Wait a minute. Where am I even going with this? (Why do I start writing things without knowing how it's going to end? God help me, I don't know.) Of course we shouldn't be like that. That isn't the Philly way! Nobody waxes poetic about Phillies fans. Jimmy Fallon doesn't make crappy movies about being a Phillies fan (thankfully). ESPN hasn't asked to do a melodramatic profile of me. We suffer alone, with nobody else in the country on our side, and yeah, it's made us kind of surly. Hell no, I wasn't going to just clap and say, "Yeah, Rod Barajas, hitting into a double play was the worst possible thing you could have done there, but you know what? Great effort! In fact, now that I think about it... I love you, Rod Barajas." No, no, no. See, what Jimmy Rollins doesn't understand (and I can't see why, he's been here long enough) is that we love our teams, our Phillies, love them just as much as any Cubs fan or Red Sox fan or A's or Yankees or Royals fan does... we just have a different way of showing it. If we were "frontrunners", you weird little man, we wouldn't show up to games at all. But we do, and we're gonna boo your underachieving ass. We booed Adam Eaton not because we're rooting for him to fail, we do it because he's wearing the uniform of our favorite team and he's pitching like a dumbass.

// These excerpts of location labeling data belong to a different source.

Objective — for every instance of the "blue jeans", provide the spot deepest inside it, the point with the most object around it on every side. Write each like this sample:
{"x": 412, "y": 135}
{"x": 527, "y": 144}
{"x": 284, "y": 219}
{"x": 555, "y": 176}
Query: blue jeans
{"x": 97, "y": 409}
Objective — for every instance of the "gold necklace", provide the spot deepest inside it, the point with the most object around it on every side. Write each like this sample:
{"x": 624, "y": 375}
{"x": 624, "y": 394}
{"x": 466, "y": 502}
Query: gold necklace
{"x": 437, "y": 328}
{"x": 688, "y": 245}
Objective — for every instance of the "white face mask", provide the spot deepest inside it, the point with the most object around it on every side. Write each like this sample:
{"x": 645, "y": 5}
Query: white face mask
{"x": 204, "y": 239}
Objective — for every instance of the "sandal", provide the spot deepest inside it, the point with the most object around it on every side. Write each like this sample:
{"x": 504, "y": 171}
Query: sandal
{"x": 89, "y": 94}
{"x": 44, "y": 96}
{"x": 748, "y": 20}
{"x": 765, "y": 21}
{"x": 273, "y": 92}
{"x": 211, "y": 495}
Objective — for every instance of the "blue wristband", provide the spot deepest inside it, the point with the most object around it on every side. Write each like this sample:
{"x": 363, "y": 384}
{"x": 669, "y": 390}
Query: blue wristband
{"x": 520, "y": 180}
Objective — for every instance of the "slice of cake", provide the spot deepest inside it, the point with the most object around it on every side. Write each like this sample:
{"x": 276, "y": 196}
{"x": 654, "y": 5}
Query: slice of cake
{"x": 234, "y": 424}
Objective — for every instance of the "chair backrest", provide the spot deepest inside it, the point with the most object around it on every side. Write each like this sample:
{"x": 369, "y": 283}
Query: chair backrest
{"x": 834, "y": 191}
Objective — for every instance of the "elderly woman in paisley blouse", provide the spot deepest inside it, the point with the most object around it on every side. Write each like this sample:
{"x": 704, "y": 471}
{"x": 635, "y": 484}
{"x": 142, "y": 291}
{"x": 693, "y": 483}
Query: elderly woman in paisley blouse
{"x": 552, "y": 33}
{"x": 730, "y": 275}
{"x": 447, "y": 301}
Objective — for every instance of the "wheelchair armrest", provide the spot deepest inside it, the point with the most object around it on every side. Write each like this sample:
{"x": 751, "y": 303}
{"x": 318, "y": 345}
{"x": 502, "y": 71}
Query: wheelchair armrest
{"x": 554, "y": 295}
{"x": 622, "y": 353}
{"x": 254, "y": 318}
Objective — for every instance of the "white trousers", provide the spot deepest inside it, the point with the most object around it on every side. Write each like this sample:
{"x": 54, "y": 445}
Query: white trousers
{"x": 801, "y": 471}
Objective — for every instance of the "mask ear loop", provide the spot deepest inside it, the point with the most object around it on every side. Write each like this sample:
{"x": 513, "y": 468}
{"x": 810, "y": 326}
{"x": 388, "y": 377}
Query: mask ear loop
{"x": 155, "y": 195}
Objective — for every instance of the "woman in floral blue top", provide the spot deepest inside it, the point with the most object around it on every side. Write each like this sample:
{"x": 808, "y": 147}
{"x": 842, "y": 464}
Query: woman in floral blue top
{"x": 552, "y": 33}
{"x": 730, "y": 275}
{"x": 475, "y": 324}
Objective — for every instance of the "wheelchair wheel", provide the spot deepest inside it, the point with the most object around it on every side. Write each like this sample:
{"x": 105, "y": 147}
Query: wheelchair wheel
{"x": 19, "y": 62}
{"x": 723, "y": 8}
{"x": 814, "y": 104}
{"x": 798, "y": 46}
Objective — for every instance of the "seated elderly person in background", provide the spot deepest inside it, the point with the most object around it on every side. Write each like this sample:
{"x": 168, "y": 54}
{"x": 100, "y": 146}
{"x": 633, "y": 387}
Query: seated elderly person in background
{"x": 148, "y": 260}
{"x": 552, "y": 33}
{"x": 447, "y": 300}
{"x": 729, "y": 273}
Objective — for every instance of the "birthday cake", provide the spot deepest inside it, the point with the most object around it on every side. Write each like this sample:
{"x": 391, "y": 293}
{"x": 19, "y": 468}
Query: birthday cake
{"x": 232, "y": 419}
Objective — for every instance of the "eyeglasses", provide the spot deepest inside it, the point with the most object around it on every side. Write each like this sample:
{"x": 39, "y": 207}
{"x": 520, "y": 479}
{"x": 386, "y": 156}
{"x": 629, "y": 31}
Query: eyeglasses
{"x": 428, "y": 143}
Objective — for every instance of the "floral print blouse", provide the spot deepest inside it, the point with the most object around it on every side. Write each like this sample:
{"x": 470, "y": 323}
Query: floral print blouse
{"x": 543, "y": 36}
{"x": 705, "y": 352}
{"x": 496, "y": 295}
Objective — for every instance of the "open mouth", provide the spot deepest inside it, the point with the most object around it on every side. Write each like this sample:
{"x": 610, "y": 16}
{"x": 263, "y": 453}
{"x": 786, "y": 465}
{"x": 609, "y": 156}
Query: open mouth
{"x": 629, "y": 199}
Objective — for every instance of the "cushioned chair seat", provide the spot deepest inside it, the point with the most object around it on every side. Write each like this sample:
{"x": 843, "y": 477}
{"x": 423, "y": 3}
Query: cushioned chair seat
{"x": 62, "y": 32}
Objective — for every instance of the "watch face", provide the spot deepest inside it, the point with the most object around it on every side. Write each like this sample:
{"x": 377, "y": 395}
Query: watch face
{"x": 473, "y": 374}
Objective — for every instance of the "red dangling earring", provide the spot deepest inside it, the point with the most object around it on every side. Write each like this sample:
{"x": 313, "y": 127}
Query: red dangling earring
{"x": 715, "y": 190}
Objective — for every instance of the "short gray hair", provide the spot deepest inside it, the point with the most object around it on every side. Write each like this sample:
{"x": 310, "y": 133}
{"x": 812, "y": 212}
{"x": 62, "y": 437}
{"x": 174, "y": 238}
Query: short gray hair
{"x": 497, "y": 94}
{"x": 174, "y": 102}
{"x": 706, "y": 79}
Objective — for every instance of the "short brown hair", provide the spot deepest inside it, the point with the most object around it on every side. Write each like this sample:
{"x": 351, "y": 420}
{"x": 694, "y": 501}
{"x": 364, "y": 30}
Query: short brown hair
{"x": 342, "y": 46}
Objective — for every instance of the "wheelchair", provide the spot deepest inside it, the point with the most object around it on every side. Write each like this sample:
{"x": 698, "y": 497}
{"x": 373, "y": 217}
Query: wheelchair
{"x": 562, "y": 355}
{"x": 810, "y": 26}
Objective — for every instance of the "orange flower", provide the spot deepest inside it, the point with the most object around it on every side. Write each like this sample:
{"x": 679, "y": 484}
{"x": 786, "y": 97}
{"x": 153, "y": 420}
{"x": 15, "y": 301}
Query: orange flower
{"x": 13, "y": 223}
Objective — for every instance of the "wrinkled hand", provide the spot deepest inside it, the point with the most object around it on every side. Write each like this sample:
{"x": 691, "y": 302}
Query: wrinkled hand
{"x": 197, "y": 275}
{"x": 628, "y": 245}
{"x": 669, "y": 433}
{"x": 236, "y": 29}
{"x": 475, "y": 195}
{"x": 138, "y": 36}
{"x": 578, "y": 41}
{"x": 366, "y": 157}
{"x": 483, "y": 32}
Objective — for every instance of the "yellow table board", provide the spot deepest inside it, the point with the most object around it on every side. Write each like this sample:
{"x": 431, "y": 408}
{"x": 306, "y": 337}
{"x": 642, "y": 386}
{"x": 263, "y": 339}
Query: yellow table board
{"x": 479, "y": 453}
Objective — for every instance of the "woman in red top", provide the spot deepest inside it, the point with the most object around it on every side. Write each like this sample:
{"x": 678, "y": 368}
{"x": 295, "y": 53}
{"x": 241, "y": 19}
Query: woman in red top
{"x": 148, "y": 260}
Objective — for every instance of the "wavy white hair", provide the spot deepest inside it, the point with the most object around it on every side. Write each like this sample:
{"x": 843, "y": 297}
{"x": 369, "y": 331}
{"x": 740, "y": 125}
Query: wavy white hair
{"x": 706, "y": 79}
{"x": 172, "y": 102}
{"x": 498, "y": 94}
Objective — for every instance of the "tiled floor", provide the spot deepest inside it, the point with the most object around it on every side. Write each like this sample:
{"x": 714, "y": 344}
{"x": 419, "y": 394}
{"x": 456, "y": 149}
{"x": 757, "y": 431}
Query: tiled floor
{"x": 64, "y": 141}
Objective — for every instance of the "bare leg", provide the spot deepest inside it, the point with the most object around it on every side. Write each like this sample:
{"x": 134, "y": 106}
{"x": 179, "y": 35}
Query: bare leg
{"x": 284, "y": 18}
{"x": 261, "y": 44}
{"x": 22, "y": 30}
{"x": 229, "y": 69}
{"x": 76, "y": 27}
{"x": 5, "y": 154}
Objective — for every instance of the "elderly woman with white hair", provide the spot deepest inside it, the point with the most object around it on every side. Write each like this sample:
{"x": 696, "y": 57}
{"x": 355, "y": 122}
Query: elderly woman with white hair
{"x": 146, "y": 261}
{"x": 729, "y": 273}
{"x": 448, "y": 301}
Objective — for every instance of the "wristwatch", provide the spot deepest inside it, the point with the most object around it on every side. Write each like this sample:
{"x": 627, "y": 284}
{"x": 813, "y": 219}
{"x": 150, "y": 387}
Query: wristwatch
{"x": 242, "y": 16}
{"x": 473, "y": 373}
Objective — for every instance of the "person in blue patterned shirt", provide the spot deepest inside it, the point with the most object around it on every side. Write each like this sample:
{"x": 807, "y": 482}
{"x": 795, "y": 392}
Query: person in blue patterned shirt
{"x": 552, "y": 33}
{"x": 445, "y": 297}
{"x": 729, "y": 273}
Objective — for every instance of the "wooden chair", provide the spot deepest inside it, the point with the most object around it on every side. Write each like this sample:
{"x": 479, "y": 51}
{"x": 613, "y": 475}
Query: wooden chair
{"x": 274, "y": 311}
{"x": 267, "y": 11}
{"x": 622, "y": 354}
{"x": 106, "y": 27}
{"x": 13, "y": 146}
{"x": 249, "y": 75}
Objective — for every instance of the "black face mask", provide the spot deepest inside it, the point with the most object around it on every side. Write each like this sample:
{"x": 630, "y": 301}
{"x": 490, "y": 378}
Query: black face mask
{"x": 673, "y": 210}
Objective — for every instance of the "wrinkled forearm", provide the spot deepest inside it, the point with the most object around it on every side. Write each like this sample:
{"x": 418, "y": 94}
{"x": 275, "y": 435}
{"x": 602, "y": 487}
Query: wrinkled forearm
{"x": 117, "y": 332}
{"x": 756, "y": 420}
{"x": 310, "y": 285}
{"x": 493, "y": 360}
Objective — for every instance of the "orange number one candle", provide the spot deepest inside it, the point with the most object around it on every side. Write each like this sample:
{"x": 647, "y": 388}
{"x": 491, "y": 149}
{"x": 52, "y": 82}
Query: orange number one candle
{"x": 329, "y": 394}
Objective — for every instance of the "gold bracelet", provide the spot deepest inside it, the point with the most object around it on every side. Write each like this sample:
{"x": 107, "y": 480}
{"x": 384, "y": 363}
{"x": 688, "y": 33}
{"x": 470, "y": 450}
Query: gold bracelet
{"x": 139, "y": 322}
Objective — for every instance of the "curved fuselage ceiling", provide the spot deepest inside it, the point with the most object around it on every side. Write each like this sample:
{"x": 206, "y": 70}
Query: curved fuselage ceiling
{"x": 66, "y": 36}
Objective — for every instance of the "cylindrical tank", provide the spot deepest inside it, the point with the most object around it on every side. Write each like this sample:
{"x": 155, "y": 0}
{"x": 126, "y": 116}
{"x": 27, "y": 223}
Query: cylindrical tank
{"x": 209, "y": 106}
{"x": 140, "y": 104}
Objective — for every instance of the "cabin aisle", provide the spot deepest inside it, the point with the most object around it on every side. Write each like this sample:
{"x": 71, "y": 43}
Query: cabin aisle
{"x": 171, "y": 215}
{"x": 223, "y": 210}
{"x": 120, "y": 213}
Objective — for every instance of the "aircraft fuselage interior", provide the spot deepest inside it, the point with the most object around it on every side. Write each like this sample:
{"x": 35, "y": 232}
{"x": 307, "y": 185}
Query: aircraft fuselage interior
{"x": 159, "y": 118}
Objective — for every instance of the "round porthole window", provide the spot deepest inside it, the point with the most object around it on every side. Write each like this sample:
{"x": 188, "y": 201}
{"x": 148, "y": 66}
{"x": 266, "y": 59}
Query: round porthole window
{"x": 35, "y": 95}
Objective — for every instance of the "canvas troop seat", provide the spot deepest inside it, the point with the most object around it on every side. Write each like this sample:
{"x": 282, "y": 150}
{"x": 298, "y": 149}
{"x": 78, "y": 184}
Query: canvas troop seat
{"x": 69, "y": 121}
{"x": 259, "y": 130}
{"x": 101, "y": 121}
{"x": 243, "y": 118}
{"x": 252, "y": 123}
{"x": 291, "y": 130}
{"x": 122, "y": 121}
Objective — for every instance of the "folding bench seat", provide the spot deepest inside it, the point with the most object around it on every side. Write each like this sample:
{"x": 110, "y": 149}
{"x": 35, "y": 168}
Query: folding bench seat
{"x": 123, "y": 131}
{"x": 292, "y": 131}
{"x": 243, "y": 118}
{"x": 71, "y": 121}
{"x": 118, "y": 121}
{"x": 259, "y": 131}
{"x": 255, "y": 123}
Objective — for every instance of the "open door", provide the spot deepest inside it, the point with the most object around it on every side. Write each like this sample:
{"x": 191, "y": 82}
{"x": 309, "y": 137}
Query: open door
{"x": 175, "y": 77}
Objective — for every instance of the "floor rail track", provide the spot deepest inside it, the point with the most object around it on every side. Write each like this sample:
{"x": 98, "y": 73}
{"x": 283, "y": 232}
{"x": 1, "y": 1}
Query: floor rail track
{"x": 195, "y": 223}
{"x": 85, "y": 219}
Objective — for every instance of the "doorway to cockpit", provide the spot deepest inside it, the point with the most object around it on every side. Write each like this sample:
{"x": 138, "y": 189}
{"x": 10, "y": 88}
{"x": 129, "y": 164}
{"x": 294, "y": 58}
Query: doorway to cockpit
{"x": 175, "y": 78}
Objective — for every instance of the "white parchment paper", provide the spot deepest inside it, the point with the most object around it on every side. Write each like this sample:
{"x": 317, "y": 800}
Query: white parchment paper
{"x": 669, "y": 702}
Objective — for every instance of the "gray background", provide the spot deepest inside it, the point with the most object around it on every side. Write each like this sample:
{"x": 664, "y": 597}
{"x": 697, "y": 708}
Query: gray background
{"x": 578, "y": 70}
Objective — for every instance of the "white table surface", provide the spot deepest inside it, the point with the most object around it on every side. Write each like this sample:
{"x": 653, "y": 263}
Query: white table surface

We are SO DISAPPOINTED, so mind-numbingly crushed, by the team's incessant failure, and this is how we've chosen to show it, from generation to generation, and we're not going to stop. Don't like the booing? Then win us a World Series. Chop chop!
So screw Billy Corgan and screw the Cubs. This is Philly, people. We can't hit, our rotation is all messed up, we're 3 games behind the Mets and 3 behind the Brewers, and we've only got 15 games left. Buckle up!